Sui titoli di Stato statunitense l'effetto Powell si è fatto sentire più che altro sulle brevi scadenze, quelle direttamente influenzate dal costo del denaro fissato dalle banche centrali. Il mercato attribuisce oggi una probabilità del 75% alla possibilità che i tassi statunitensi possano salire il prossimo giugno
Assestamenti su tutti i mercati dopo l’annuncio del secondo mandato alla guida della Federal Reserve, la banca centrale statunitense, per Jerome Powell. Gli investitori non avevano del tutto escluso la possibilità di un avvicendamento con Lael Brainard che ricoprirà invece la carica di vide di Powell.

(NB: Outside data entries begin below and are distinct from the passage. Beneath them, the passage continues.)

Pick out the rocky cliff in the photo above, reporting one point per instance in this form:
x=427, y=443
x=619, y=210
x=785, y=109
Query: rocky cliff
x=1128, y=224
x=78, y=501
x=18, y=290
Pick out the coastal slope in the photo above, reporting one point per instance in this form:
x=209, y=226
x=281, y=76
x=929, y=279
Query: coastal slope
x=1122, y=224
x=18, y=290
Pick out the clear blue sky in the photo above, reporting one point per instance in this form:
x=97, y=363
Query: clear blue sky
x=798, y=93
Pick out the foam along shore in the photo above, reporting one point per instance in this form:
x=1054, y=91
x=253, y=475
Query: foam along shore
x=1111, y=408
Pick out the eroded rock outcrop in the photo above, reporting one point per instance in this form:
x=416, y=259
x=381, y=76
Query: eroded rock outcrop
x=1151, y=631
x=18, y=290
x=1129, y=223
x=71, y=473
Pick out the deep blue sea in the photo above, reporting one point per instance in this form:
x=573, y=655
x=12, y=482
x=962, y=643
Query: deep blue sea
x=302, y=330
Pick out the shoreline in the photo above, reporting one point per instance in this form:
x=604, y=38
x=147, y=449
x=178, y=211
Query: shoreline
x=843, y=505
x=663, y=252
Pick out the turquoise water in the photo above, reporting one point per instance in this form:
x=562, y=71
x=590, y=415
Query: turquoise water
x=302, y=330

Brainard è considerata una “colomba”, quindi più orientata verso politiche monetarie espansive e a privilegiare gli obiettivi di crescita economica e piena occupazione rispetto al contenimento dei prezzi. La riconferma di Powell lascia invece supporre che un intervento restrittivo ci sarà relativamente a breve. Il mercato attribuisce oggi una probabilità del 75% alla possibilità che i tassi statunitensi possano salire il prossimo giugno. Eventualità che non piace molto alle borse.
Tassi più alti significano una possibile frenata alla crescita ma anche un rafforzamento della moneta e un fattore di contenimento dell’inflazione. Subito dopo l’annuncio della nomina il dollaro è salito dello 0,3% nei confronti dell’euro e dell0 0,8% sullo yen raggiungendo quota 115, livello più alto da 4 anni. Nel frattempo crolla la lira turca già in difficoltà a causa della recente decisione della banca centrale di ridurre i tassi nonostante un’inflazione al 20%. La valuta perde quasi il 9% sul dollari. Il paese è fortemente indebitato in valuta statunitense (446 miliardi) Entro fine mese scadono obbligazioni denominate in dollari per 8 miliardi, il cui rimborso comporterà quindi sforzi aggiuntivi.

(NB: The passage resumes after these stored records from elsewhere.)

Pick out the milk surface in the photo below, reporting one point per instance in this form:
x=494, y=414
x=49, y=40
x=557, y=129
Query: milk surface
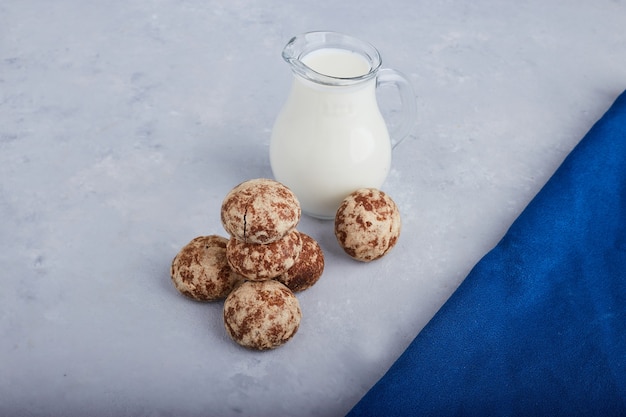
x=329, y=141
x=337, y=63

Sui titoli di Stato statunitense l’effetto Powell si è fatto sentire più che altro sulle brevi scadenze, quelle direttamente influenzate dal costo del denaro fissato dalle banche centrali. Il rendimento dei titoli a due anni sono saliti dello 0.05% a 0,64%. Tassi più alti significa che le future emissioni di titoli analoghi renderanno di più, quelli già in circolazione perdono quindi valore. Viceversa non ci sono quasi state reazioni sui bond decennali il cui valore è maggiormente soggetto a dinamiche di mercato fuori dal diretto controllo della banche centrali.